外头那人轻轻颔首,青凝便又道:“你送来的东西,我很是欢喜。”
欢喜吗?一些不值钱的小玩意,便能哄得她如此欢喜?帷幔外的男子寂寂不语,投在地上的影子似乎更冷肃了几分。
素纱帷幔上映出小娘子绰约的身姿,她似乎是斜斜倚在榻上的:“三郎,前些时日四夫人替我相看了一门亲事,是那位昭信校尉李远。”

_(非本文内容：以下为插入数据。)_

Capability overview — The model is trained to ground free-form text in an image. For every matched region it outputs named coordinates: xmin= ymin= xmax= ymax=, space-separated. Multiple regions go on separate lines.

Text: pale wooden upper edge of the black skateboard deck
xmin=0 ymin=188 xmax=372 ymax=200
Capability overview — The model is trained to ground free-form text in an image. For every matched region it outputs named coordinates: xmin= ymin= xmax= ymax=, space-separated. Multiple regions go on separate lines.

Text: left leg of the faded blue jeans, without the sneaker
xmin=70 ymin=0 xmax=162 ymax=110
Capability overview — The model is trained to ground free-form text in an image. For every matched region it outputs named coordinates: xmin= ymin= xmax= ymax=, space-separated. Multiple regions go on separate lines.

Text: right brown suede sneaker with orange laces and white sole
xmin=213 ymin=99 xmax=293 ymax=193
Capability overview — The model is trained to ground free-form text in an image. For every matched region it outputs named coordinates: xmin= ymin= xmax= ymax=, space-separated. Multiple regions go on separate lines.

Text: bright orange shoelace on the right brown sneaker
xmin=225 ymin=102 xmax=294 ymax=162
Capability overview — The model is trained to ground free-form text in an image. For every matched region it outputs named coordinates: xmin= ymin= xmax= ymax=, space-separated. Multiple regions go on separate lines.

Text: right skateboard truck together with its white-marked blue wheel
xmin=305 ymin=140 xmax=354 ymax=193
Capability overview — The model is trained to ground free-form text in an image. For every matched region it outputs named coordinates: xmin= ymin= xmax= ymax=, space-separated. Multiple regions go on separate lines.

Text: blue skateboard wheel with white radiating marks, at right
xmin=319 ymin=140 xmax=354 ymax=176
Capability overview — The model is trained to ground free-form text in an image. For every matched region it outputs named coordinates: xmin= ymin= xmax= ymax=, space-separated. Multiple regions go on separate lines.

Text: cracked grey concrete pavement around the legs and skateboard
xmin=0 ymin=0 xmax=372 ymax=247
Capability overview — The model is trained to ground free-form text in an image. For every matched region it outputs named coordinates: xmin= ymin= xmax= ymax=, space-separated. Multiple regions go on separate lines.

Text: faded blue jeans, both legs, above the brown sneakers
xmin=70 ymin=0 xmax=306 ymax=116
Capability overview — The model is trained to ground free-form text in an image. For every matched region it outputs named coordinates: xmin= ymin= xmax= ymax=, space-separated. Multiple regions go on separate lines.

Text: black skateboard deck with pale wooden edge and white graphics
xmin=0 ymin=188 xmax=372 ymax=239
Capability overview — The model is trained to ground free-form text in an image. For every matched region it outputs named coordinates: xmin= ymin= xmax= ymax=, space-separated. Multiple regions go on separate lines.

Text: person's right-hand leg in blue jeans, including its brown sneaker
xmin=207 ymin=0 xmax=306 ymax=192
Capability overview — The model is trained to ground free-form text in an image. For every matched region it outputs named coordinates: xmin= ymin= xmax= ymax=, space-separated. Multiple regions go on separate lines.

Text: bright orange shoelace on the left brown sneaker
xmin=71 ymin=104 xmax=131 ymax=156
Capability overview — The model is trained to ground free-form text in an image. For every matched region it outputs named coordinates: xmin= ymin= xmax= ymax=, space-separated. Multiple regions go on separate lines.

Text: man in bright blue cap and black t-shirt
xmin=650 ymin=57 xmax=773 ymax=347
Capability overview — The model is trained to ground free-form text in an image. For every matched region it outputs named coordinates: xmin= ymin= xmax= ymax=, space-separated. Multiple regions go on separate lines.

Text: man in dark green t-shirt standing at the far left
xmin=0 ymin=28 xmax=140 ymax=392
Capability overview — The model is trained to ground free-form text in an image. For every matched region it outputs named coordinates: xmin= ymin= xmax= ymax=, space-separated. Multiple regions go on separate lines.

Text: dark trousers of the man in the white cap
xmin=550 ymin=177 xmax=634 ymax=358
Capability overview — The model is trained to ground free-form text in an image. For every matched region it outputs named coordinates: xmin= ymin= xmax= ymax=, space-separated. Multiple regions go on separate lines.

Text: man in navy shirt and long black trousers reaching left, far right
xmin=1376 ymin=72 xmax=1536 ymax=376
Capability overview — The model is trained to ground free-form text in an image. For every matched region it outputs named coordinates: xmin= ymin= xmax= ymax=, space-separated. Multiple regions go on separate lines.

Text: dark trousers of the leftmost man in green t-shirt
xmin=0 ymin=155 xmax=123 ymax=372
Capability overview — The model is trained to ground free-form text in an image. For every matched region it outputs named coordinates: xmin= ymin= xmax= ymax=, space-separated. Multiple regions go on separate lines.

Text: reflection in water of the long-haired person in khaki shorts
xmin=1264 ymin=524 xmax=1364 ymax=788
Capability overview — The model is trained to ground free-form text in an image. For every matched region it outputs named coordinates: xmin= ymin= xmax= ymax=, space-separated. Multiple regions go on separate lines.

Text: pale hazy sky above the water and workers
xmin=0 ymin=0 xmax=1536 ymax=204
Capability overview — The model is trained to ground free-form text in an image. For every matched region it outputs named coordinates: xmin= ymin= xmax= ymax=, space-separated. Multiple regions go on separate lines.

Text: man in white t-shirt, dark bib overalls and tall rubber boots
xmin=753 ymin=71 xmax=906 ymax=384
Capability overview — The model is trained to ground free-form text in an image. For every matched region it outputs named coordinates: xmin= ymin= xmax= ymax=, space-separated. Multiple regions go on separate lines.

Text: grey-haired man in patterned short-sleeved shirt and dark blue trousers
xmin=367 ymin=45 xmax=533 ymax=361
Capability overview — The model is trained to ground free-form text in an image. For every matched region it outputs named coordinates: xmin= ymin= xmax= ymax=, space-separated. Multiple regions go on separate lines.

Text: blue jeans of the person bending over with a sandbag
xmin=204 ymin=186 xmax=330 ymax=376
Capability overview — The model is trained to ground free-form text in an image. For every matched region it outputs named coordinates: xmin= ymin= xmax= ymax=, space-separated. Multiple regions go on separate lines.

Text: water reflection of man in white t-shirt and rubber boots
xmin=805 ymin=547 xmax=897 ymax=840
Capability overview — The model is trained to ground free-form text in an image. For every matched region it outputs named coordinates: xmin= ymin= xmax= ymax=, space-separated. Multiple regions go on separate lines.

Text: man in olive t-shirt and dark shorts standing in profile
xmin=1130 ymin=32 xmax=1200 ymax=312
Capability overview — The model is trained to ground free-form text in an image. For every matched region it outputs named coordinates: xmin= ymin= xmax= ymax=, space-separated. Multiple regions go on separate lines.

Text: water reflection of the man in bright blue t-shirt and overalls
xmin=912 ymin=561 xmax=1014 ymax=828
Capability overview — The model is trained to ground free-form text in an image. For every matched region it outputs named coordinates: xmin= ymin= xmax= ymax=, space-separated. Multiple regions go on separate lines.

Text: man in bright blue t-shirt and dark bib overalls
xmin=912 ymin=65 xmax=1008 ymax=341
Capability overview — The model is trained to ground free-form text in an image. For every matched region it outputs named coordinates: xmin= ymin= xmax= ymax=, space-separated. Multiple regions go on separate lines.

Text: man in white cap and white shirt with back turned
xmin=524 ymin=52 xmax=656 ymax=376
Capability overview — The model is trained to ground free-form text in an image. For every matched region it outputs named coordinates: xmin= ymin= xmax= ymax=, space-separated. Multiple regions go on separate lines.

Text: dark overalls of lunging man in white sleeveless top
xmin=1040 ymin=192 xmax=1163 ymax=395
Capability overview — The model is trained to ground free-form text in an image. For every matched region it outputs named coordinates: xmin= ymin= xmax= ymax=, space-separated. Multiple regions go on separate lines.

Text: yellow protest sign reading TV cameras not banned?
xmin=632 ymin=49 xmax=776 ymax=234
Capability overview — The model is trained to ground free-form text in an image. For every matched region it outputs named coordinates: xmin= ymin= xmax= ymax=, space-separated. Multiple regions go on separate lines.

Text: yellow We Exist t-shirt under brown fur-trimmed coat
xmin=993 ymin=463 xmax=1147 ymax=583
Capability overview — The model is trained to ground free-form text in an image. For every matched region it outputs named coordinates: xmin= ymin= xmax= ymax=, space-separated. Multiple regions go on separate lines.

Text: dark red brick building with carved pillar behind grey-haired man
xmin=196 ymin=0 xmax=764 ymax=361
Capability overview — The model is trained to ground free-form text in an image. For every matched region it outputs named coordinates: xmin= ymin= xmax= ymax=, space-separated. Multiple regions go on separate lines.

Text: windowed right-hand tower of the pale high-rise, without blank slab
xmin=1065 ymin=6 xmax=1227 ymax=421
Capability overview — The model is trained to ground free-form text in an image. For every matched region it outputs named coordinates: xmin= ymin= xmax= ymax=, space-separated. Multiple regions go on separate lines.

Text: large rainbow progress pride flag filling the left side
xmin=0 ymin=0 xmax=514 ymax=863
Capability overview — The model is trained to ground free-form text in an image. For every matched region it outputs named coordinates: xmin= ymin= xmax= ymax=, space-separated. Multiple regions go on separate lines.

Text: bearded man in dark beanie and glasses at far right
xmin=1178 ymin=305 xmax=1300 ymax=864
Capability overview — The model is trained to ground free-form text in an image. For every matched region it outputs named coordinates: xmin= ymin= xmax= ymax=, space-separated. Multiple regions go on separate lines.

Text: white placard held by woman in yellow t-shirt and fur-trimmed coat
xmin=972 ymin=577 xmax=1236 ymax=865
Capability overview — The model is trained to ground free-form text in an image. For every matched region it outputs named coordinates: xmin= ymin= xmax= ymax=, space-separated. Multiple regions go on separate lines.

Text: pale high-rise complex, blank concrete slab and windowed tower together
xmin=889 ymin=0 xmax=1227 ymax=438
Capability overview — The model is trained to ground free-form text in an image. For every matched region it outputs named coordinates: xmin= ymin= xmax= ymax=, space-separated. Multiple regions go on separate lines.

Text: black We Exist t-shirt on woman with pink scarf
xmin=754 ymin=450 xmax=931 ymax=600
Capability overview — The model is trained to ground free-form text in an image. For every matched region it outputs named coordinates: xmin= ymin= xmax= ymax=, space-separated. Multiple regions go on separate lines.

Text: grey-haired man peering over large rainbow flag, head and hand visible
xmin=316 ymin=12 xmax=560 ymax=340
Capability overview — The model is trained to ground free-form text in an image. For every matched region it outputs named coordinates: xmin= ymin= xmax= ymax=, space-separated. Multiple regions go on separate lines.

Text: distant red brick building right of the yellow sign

“你可曾听闻过这位昭信校尉的名声,传言是极其喜怒无常又暴虐的,听四夫人的意思,是想年前替我将这门亲事定下来。”
“我......我今日是想问你一句,你......能不能不去雁荡山了,明儿个就去提亲。”
素纱帷幔轻动,她伸出皓雪般的一截腕子,轻轻勾住了男子玉带:“三郎,我有些害怕,你早日带我离了这侯府吧。”
外头的雨丝越发细密了,轰隆一声闷雷,将这间小小的客舍映得恍如白昼,在这一瞬的光亮中,一只修长的手伸出来,掀开了帷幔。
青凝抬眸,便瞧清了那帷幔后的男子。
着了一身月白织锦的直缀,长身玉立、宽肩窄腰,那张清俊的脸,依旧是干净朗润的神色,正微微垂眸看着她。
哪里又是崔念芝呢,分明是忠勇侯府世子崔凛。
青凝慕然坐直了腰,不自觉的往回抽手。
可是那截纤细凝白的腕子被他反握在手中,叫青凝退无可退。
她听见他说:“安安,谁也不能将你带离这侯府。”
轻轻的一句话,却如同滚雷般,轰隆隆落在青凝心上。她面上的娇羞悉数退去,惶恐的无助的,愣愣瞧他。
榻上放着一只石雕貔貅,崔凛目光落在上头:“便是这些廉价的小玩意,要你欢喜的不得了?”
青凝一时不知该作何回应了。
崔凛细细将那貔貅打量了一瞬,忽而问:“安安,我替你雕刻的紫檀印章呢?”
青凝更加惶恐了,她知他既然提起那枚印章,便是已经知道了那印章的下落,她忙解释道:“我......我临出门前......让角门上的平安替我备车马,却没带赏钱,这才将那紫檀印章给了他。”
“不,也不是给他,二哥哥给的东西,我哪里能轻易舍得,只是暂时压在他手里,定要去拿金银锞子换回来的。”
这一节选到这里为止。